Beginning in 2021, submission of the RBC Work Bond Form prior to November 15th is required for your family to receive Work Bond credit. If you do not timely submit the RBC Work Bond Form, your Work Bond will be forfeited.

  1. If I forfeit my Work Bond, how will those funds be used?

If you forfeit your Work Bond, the funds will be used by RBC for field maintenance, equipment purchases and/or capital improvements. However, we do not view the Work Bond as a revenue source, so we would prefer you satisfy your family’s Work Bond volunteer obligations.  

  1. What volunteer opportunities will satisfy my Work Bond volunteer obligations?

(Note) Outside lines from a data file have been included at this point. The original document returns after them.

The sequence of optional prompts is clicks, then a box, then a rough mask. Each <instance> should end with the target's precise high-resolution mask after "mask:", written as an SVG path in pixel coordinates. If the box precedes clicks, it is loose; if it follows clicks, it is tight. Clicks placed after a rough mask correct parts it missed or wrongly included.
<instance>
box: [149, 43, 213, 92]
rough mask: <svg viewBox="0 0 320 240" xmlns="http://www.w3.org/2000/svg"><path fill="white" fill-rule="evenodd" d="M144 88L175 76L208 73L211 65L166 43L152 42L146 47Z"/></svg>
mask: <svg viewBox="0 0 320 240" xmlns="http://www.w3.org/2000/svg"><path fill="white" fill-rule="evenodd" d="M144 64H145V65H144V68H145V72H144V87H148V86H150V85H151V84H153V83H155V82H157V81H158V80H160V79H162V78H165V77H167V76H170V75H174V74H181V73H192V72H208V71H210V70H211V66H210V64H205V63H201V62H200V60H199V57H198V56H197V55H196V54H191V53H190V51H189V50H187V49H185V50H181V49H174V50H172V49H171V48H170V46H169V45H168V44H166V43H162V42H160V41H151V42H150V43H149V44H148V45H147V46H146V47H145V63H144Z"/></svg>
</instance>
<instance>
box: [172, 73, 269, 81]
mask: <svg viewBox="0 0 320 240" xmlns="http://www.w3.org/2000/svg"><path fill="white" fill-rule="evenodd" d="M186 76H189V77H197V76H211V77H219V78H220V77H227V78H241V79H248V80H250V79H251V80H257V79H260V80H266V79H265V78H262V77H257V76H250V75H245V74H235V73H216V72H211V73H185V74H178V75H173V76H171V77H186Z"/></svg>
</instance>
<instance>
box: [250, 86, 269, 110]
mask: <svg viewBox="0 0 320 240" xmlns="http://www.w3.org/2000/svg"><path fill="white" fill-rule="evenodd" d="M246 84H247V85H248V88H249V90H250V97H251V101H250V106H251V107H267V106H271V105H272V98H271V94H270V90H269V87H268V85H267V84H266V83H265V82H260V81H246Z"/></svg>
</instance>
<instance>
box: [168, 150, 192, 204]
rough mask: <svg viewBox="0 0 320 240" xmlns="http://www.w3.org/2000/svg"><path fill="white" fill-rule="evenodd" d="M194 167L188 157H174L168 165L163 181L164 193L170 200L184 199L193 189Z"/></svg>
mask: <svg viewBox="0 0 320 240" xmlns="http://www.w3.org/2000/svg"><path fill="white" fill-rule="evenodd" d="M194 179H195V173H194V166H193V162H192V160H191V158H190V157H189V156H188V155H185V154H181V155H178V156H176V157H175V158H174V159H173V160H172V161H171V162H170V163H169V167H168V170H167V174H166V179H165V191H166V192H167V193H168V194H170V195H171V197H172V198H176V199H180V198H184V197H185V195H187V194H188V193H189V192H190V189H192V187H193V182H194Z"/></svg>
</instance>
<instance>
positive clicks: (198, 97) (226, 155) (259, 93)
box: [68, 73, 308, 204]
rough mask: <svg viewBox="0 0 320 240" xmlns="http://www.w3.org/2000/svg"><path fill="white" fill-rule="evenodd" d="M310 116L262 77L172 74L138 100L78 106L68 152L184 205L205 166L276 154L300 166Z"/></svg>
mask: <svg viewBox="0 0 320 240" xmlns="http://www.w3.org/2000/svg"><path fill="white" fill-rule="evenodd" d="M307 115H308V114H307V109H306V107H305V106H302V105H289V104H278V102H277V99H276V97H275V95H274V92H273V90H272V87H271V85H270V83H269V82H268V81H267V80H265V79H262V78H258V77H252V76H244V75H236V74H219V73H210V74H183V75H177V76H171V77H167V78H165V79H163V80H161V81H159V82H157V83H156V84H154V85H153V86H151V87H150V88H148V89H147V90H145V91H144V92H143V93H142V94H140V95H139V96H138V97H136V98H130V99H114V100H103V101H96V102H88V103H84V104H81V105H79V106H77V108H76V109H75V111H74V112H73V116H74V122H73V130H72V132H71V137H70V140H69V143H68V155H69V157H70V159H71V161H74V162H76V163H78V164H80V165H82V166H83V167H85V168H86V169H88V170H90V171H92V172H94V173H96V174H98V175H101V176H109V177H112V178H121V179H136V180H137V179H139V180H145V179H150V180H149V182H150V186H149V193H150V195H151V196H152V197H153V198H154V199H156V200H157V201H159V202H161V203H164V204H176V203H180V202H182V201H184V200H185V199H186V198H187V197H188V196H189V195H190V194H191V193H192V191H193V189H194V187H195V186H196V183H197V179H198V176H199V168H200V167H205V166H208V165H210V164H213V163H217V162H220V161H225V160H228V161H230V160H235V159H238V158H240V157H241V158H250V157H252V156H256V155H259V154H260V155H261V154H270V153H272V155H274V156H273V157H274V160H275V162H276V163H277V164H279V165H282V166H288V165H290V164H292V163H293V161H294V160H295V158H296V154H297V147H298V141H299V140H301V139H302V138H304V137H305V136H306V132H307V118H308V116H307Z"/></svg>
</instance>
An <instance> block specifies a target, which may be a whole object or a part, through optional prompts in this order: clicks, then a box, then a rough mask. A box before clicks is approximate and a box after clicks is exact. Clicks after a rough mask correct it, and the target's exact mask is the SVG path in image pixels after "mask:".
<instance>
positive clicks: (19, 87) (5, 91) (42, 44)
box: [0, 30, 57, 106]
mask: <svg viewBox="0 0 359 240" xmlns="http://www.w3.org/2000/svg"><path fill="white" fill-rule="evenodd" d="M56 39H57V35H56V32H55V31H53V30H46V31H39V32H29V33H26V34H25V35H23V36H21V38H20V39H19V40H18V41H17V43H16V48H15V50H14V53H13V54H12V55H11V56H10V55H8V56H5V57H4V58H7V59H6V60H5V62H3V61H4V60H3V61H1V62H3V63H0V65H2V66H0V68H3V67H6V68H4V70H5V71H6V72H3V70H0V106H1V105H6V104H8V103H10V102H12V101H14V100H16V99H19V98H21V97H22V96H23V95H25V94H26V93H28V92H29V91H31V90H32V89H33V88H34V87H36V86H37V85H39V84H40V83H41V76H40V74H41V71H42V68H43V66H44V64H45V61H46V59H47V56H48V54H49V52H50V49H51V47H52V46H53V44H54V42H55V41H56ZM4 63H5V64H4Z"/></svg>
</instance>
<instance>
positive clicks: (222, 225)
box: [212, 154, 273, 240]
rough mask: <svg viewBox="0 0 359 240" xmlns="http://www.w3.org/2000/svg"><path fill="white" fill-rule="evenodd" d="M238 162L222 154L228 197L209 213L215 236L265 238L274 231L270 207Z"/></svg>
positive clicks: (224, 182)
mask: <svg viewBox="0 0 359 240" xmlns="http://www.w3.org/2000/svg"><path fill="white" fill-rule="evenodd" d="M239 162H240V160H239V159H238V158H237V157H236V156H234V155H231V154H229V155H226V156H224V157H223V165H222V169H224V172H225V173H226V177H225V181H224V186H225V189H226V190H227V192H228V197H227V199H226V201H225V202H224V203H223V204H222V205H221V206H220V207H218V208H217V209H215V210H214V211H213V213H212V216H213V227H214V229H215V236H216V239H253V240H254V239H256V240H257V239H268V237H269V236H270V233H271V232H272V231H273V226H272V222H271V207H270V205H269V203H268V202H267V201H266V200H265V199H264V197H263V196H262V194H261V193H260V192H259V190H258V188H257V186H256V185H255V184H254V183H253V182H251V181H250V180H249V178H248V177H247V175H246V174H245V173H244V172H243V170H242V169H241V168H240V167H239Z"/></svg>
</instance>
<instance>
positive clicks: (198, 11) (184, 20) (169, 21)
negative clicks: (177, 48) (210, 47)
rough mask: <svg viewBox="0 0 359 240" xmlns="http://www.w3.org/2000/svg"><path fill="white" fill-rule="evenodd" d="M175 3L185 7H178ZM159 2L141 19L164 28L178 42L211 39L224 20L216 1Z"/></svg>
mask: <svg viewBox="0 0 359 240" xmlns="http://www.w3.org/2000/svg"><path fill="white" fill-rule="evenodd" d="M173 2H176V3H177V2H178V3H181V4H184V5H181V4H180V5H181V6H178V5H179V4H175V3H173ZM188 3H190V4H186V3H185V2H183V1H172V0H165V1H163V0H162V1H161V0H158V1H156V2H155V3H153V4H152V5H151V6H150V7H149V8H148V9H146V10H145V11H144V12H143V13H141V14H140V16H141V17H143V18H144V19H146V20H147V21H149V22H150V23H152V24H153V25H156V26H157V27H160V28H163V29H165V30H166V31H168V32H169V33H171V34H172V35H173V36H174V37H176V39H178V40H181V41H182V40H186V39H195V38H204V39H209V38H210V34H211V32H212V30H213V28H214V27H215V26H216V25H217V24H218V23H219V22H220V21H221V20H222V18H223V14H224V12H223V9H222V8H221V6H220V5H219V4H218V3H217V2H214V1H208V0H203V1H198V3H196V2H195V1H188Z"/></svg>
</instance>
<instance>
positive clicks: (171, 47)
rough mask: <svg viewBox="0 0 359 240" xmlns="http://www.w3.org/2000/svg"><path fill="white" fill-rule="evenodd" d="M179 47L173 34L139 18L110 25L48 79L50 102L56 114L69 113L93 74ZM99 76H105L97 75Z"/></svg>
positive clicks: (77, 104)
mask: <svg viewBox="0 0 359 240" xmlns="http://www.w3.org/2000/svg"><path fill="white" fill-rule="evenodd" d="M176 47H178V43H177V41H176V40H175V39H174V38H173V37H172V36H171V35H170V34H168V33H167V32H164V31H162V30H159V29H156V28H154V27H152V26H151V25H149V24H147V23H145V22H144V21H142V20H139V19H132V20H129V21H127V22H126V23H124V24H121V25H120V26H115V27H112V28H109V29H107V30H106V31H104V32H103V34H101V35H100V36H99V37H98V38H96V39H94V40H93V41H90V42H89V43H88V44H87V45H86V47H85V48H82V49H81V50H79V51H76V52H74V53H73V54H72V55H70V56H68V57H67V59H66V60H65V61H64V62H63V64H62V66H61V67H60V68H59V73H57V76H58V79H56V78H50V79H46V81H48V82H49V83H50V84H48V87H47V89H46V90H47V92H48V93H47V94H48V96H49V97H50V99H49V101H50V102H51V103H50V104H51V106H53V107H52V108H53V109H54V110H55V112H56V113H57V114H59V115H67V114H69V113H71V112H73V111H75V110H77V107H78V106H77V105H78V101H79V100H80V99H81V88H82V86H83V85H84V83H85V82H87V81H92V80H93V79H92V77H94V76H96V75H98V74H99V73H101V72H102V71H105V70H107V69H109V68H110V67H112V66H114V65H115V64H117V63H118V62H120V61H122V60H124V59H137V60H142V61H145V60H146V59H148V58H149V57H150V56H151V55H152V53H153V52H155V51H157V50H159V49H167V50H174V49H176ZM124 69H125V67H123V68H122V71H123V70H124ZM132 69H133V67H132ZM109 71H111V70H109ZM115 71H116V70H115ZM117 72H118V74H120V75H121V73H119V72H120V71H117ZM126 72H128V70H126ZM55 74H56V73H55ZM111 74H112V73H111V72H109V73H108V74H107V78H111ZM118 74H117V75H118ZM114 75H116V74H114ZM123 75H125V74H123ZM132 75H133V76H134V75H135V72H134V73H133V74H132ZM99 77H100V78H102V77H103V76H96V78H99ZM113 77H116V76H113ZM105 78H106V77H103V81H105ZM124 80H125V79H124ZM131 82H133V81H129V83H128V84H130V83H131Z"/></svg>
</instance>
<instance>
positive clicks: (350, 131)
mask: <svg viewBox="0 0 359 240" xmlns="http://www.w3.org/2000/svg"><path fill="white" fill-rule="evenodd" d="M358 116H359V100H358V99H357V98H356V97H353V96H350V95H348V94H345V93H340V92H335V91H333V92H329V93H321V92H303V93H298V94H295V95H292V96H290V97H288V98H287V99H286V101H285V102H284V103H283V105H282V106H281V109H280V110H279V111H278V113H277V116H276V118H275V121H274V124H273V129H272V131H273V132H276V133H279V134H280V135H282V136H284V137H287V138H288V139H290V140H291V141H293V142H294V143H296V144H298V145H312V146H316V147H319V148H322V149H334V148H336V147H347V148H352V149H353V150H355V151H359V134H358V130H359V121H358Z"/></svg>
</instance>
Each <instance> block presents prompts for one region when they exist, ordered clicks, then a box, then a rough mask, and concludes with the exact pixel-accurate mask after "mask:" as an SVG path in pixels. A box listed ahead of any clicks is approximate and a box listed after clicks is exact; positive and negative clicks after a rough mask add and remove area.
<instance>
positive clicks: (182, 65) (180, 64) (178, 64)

At least four hours of volunteering for RBC per family is required to satisfy the Work Bond volunteer obligation. Managing or coaching a Spring recreation or RBC travel team satisfies the Work Bond volunteer obligation (limited to one manager and 3 coaches per team). Other volunteer opportunities available throughout the year may include the following: player evaluations (spring & travel), clinics, sportswear sales, opening the complex, opening day, tournaments, fundraising, facilities clean-up and improvement, closing the complex, etc.  

  1. Where does RBC post volunteer opportunities?

For current volunteer opportunities, please click here.  

  1. Where can I find the RBC Work Bond Form?

The RBC Work Bond Form is available here.  

  1. Can I donate my Work Bond even if I volunteer?

Yes. RBC is a qualified 501(c)(3) charitable organization. If you would like to donate your Work Bond to RBC, please indicate as such on the RBC Work Bond Form.